The SEC has extended its review of in-kind redemptions for two major crypto ETFs.
- The SEC is delaying its decision on Bitwise’s Bitcoin and Ether spot ETFs.
- In-kind redemptions could reduce taxes for ETF investors.
- Regulators say they need more time to study the proposal.
What In-Kind Redemptions Mean for Crypto ETFs
The U.S. Securities and Exchange Commission (SEC) is reviewing a proposal for in-kind redemptions on two crypto ETFs. These are spot ETFs for Bitcoin (BTC) and Ether (ETH), managed by Bitwise. If approved, in-kind redemptions would let investors swap ETF shares for the actual crypto, not cash.
This could help some investors avoid taxes that come with selling ETF shares for money. Instead, they would just receive the same amount of crypto directly.
SEC Extends Its Decision Timeline
The decision applies to ETFs listed on NYSE Arca. The SEC announced it needs more time to consider the proposed rule. By law, the SEC can extend its review up to 90 days. This is not the first delay. The SEC often takes the full time when ruling on crypto-related issues.
Bitwise and Grayscale Face SEC Delays
The SEC’s delay is part of a larger trend. Earlier this month, lawyers for Grayscale challenged another delay affecting their Digital Large Cap ETF. The regulator had already approved it. However, the SEC later decided to pause the decision for more review. Grayscale says this move broke the rules.
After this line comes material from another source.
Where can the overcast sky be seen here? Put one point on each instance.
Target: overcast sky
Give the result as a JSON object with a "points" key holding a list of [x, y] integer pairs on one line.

A Shift in SEC’s Crypto Attitude
Since Paul Atkins became SEC Chair, the agency’s outlook on crypto has changed. Atkins says he wants to create rules that help new financial products grow. He also said the SEC should stop using unclear laws and focus on giving firms more clarity. He called tokenization an innovation worth supporting.
This change may lead to better rulemaking for ETFs and other crypto-based assets. Still, delays like this one continue to frustrate companies and investors hoping for faster answers.